The reason Cordeiro didn’t expose those numbers in his fact sheet is likely because they are vastly disparate. You could start at the top and just compare the earnings of the teams’ coaches for the 2017–18 season. The World Cup–winning Jill Ellis’s most recently reported compensation was $318,533, while the former U.S. men’s-national-team coach Bruce Arena made $1.4 million during that period (the same year, the men’s team lost to Trinidad and Tobago, keeping it out of the 2018 World Cup).
Read more: The U.S. women’s soccer team’s biggest battle is yet to be won
Many point to the high energy surrounding the Women’s World Cup years and then to the low attendance numbers of the league games in between to try to show that women’s soccer can’t maintain a profitable, excited audience. But that’s not how sports works. If you build it, they will come. And after you build it, you have to market it. U.S. women’s soccer, in non–World Cup years, is not being sold nearly as effectively as men’s soccer has been.

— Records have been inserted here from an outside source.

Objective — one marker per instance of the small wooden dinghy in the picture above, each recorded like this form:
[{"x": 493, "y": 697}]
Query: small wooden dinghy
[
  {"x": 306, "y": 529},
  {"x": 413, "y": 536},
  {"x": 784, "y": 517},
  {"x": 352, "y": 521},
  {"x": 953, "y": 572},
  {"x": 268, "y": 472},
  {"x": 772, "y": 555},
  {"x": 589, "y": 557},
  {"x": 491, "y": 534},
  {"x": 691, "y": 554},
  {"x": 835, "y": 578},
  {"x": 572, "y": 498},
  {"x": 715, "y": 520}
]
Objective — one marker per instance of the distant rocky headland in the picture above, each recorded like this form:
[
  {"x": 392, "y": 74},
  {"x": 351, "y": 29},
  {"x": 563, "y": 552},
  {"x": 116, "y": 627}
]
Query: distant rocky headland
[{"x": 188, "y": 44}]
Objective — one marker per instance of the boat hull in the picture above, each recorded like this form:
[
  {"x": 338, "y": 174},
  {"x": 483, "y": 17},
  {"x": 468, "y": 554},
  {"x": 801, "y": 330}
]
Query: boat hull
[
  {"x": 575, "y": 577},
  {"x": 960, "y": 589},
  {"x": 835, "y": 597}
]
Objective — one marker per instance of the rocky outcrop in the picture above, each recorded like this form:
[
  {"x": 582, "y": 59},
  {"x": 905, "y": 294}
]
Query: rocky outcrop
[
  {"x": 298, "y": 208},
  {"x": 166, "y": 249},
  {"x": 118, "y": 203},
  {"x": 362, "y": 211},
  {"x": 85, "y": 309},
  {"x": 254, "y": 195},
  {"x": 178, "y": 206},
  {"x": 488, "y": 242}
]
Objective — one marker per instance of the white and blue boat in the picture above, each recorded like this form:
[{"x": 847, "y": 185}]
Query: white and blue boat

According to the lawsuit filed in March, the lack of promotion for the women’s games is having a direct effect on the USWNT’s profitability. The lawsuit notes that the federation “has not announced WNT games with sufficient notice to allow for maximum attendance; and has not used all available means to promote WNT games in a manner at least equal to MNT games.” The federation also charges less for tickets to women’s games, a direct financial hit to the team’s profitability. In an interview with The New York Times Magazine last month, Megan Rapinoe explained her reasoning for the difference:
Do you have an idea other than sexism as to why people aren’t investing in women’s sports in a huge way right now? Probably 75 percent of the people going to Major League Soccer games—are they going because they’re hard-core soccer fans or because it’s a cool experience? The MLS marketing is great, the branding is great, and it’s a fun atmosphere to be a part of. I feel like women could have the exact same thing, but for some reason people aren’t investing in it.
The example Rapinoe cites—Major League Soccer—proves just how crucial investment is to growing a sport. Back in 2001, MLS’s sixth season, the league was considered a tiny fish in the professional-sports circuit. Average attendance numbers at games were falling consistently; the league had lost $250 million since its first match; two teams had folded; and the league itself reportedly almost shuttered, too.
The turnaround for MLS began in 2002, when team owners got together with the league’s commissioner, Don Garber, to form a separate company: Soccer United Marketing. SUM purchased broadcasting rights for that year’s men’s World Cup for $70 million, in an attempt to bolster soccer fandom in the United States. By 2004, SUM had formed an exclusive partnership with the U.S. Soccer Federation. Garber, who is also SUM’s CEO, explained in a 2018 interview that the tight relationship between MLS, SUM, and the federation exists thanks to a commitment to “providing an opportunity for American players to play professionally, to building stadiums and training infrastructure, to building a fan culture, and growing the sport overall.” SUM is the same firm cited in the U.S. women’s national team’s lawsuit, which alleges that Kathy Carter, the former president of SUM, “acknowledged that the WNT has been under-marketed [and] ‘taken … for granted.’”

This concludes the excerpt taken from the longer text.